The World Comes to Light: Understanding and Cultivating the Art of Metaphor

published in The Writer’s Chronicle (04/2022)

Metaphors seem to come out of nowhere. A comparison is made, two things we would never think to associate are beautifully conjoined, and we’re overcome by delight. How did the writer think of it? The greater the incongruity, the greater the mystery. No path of logic or skill could have led to such invention. And yet perhaps it something we can explore, even cultivate.

I want you for a moment to lift your hands. I realize this is not a typical request, and you may decide to make only a mental note of it, but if you do take a moment to experience your hands in the air and the presence of your body in space, then let me say this:  your body is the source of all your metaphors. 

I will go further and ask you to activate your five senses as well as your proprioception, which tells you where each part of your body is located in space. You may also tune in to the sensations within your body, including your emotions, which have a palpable energy or motion even when stilled. This is the whole writer, body, mind and heart. This is the wellspring of metaphor. May this moment stick with you. If you like, before bringing your hands to a keyboard or pad to start a session of writing, hold them in the air, as a reminder to bring your whole self to your work.

Now take a look at your hands. Nothing could be more familiar. They are so often in the line of sight, doing what we ask of them, and yet we hardly ever see them, much less appreciate them. The poet Tim Seibles, writing an ode to his hands, wonders at this blindness.

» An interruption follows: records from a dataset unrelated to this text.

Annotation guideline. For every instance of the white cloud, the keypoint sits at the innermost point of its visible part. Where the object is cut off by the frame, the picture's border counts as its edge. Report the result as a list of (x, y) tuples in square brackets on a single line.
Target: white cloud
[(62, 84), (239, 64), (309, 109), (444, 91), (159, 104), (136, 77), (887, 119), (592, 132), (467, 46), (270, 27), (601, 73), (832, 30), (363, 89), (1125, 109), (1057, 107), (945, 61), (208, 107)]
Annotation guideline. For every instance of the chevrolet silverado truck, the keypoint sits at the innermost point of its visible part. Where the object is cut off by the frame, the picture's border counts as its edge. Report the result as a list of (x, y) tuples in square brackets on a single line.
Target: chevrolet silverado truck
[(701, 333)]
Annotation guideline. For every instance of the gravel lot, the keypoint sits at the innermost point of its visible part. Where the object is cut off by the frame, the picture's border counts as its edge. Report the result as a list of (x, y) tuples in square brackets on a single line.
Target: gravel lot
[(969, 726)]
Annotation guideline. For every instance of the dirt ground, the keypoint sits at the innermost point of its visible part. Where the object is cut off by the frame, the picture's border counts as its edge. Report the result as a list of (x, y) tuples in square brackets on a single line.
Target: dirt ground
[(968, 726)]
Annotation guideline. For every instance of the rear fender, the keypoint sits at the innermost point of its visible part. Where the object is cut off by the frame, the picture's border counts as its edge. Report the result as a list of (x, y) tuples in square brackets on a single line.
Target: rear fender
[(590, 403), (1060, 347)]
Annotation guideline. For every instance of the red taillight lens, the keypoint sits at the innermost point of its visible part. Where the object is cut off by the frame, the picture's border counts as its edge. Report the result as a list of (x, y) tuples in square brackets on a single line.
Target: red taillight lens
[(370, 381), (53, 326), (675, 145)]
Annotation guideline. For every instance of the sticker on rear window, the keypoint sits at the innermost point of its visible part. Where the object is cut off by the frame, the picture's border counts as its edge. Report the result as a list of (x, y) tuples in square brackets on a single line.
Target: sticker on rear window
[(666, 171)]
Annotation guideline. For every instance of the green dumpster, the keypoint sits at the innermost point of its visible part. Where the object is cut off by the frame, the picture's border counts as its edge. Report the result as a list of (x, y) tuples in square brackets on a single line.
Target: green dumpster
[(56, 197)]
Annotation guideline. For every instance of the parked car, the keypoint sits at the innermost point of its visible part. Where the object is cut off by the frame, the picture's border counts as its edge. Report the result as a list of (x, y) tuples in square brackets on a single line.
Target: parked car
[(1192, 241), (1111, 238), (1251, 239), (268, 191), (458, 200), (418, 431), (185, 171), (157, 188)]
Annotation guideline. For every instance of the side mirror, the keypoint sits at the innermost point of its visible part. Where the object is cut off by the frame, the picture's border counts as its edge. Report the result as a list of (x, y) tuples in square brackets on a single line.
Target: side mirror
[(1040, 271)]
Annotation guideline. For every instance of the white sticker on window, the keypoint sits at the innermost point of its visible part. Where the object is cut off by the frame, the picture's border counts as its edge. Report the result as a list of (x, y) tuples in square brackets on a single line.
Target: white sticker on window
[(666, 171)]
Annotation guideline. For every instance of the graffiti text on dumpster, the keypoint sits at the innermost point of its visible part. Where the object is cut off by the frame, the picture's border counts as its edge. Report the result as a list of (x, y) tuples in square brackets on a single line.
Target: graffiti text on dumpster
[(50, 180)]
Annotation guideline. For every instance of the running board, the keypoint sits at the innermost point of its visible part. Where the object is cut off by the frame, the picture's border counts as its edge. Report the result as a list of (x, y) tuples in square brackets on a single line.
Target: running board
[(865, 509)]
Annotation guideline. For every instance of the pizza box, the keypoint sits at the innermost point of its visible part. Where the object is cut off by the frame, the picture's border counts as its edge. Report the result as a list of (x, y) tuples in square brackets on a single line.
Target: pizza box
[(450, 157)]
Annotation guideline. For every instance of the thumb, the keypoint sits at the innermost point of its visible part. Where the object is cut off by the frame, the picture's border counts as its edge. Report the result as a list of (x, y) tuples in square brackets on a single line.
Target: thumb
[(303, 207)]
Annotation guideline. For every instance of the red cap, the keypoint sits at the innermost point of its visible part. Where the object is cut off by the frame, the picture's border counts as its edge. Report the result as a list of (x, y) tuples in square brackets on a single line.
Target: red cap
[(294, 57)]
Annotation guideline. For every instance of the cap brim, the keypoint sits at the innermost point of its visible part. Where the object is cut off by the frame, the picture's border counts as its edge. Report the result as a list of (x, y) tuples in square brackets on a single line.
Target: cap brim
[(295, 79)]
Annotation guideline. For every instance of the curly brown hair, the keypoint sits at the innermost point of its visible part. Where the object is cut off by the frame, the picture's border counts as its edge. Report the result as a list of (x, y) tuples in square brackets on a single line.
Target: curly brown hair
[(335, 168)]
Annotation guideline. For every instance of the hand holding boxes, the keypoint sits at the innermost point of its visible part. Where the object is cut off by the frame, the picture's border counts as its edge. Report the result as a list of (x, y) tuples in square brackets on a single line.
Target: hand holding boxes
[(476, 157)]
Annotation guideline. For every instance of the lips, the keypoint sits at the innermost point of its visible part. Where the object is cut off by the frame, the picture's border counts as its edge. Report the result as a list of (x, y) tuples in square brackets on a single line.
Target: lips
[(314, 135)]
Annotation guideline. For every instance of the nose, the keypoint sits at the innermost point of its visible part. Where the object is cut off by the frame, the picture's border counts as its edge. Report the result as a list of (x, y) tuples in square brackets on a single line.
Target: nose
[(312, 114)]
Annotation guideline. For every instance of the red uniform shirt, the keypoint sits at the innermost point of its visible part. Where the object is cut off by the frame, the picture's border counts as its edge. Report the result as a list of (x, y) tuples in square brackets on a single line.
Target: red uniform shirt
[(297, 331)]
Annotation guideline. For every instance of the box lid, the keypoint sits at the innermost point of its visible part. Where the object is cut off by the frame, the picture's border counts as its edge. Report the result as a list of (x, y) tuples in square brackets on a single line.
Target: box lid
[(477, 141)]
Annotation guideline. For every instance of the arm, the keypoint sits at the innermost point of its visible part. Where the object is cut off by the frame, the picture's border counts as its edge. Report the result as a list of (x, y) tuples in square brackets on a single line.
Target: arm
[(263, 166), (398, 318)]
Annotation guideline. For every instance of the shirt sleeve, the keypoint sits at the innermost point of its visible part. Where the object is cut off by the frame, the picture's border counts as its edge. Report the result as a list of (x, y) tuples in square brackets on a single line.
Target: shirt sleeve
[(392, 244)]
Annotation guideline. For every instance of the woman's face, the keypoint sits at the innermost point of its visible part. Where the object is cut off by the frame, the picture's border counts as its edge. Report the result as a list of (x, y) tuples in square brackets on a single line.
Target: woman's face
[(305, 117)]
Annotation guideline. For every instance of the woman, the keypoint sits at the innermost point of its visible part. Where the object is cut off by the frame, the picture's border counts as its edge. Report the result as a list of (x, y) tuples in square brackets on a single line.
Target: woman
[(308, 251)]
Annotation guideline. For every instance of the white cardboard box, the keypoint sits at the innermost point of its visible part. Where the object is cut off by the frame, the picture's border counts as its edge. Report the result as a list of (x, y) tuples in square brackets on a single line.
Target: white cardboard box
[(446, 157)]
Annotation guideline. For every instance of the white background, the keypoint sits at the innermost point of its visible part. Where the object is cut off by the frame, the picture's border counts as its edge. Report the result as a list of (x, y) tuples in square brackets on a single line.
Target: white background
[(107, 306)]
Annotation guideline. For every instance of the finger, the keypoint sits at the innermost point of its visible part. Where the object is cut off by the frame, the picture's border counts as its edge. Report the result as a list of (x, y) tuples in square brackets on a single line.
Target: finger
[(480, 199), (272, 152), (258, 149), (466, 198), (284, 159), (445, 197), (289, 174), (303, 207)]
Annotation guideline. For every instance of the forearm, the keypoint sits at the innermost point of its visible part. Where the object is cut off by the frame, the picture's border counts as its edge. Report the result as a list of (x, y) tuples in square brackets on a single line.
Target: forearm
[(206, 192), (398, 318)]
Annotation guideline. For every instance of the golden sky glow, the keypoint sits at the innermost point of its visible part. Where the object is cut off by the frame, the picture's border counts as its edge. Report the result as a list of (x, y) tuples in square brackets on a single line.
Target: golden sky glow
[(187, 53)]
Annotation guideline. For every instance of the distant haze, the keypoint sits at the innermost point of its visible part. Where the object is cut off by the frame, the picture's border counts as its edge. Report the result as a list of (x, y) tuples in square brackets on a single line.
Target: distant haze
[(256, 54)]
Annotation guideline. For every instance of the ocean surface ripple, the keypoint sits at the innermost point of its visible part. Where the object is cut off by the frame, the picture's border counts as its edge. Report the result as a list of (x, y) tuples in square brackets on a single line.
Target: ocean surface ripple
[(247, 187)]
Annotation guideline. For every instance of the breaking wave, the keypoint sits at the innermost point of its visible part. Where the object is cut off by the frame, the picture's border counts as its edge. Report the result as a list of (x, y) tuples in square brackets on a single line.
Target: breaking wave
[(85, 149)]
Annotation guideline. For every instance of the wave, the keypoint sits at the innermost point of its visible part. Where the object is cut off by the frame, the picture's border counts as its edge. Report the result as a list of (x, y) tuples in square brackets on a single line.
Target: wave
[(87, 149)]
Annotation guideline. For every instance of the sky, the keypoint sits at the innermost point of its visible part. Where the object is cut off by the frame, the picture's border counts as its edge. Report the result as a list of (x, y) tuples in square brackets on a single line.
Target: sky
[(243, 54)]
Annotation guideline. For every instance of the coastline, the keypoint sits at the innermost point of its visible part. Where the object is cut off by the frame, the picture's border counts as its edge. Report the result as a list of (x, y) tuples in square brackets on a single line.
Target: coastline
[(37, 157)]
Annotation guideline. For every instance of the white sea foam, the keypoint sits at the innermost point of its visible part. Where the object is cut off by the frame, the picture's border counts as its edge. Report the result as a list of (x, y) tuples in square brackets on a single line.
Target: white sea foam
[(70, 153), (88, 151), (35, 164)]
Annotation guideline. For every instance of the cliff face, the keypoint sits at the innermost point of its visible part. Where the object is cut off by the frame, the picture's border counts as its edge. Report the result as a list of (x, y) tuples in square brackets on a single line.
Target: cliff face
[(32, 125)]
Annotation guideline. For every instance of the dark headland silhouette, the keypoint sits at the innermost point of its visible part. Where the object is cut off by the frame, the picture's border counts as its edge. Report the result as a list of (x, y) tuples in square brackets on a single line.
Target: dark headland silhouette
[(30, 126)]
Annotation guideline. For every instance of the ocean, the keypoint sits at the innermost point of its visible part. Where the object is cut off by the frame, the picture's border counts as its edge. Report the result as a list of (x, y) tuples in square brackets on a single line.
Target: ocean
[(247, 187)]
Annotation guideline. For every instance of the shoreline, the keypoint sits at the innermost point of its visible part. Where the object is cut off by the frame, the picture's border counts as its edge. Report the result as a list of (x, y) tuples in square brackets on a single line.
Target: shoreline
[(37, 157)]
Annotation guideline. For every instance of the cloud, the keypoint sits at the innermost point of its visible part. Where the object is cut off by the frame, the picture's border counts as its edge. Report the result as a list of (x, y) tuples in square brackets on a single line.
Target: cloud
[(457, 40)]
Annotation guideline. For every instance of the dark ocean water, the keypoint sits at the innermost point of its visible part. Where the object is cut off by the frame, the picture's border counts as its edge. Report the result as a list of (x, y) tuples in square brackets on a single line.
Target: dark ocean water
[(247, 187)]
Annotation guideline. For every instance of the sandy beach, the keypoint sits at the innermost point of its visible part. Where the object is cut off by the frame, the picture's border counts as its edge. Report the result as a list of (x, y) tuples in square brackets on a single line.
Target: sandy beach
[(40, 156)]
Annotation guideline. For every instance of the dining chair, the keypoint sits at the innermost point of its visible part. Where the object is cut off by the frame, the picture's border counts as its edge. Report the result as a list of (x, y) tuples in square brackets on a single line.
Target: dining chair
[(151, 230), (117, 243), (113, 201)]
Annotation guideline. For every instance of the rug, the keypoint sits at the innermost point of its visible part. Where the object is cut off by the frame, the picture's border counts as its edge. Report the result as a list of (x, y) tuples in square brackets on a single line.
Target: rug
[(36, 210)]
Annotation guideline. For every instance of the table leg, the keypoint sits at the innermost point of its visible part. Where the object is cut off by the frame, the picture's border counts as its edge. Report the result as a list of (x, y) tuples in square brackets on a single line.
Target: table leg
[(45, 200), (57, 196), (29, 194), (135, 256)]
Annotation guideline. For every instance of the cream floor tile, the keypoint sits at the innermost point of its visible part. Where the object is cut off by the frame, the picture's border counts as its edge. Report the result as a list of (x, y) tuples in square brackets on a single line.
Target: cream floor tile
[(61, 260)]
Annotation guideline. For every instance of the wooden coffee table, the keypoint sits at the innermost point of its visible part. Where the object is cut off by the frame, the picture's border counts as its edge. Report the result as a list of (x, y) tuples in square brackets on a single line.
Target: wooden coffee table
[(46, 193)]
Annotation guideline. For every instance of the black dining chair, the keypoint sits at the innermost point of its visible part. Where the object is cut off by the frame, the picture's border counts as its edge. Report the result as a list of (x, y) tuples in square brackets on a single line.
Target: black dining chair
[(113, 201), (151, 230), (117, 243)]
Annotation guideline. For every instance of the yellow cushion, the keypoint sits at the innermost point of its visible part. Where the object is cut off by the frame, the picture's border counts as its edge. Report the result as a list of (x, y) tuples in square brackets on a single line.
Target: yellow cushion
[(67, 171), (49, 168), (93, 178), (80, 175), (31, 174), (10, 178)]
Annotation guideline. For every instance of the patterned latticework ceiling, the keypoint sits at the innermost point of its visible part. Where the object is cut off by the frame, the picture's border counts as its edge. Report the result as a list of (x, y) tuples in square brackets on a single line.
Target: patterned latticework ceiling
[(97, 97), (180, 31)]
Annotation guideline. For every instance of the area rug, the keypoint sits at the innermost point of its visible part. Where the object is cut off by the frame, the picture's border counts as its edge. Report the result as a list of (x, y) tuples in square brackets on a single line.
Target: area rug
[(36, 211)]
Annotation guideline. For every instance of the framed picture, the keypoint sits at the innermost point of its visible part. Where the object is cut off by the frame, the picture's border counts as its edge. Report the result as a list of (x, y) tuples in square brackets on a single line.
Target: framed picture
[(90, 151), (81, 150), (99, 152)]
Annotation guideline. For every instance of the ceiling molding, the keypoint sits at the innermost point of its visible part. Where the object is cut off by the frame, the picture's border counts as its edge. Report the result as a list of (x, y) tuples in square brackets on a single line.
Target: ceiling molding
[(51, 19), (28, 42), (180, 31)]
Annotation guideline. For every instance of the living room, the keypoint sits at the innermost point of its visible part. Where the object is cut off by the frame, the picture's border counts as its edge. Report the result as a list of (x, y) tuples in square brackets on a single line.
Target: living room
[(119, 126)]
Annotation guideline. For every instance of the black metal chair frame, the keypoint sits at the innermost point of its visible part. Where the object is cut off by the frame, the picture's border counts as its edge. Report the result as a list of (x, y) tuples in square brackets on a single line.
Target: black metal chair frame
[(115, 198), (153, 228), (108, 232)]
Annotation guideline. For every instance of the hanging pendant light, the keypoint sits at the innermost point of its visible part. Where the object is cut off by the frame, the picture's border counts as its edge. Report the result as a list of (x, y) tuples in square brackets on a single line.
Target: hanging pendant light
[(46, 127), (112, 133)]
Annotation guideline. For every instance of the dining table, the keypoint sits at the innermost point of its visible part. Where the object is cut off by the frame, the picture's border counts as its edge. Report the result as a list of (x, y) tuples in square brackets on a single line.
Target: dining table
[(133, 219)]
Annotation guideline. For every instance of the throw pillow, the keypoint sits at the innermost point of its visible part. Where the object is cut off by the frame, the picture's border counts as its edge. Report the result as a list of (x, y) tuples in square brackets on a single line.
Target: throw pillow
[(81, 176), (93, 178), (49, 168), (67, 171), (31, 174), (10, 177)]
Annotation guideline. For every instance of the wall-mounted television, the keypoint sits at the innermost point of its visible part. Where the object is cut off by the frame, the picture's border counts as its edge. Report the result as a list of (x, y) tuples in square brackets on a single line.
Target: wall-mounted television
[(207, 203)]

Five-legged pocket spiders, knuckled

starfish, grabbers of forks, why

do I forget that you love me:

your willingness to button my shirts,

tie my shoes—even scratch my head!

As we read “knuckled starfish,” we look at our hands through the lens of a different object, and this is the most compelling definition of metaphor I’ve found since it captures the actual experience of metaphor—the way we get to see or apprehend one thing in terms of another.[ii] At first, there’s confusion because the two objects seem disconnected. Then all of a sudden, the two images line up. You look at your hand and catch sight of the strange, wriggling appendages that are your fingers. A vivid picture comes into focus, and it gives you a jolt of pleasure. It’s like getting a joke or solving a riddle. At first, there’s cognitive dissonance; then, you dispel it. The impulse is good for survival and therefore rewarded. Endorphins are actually released.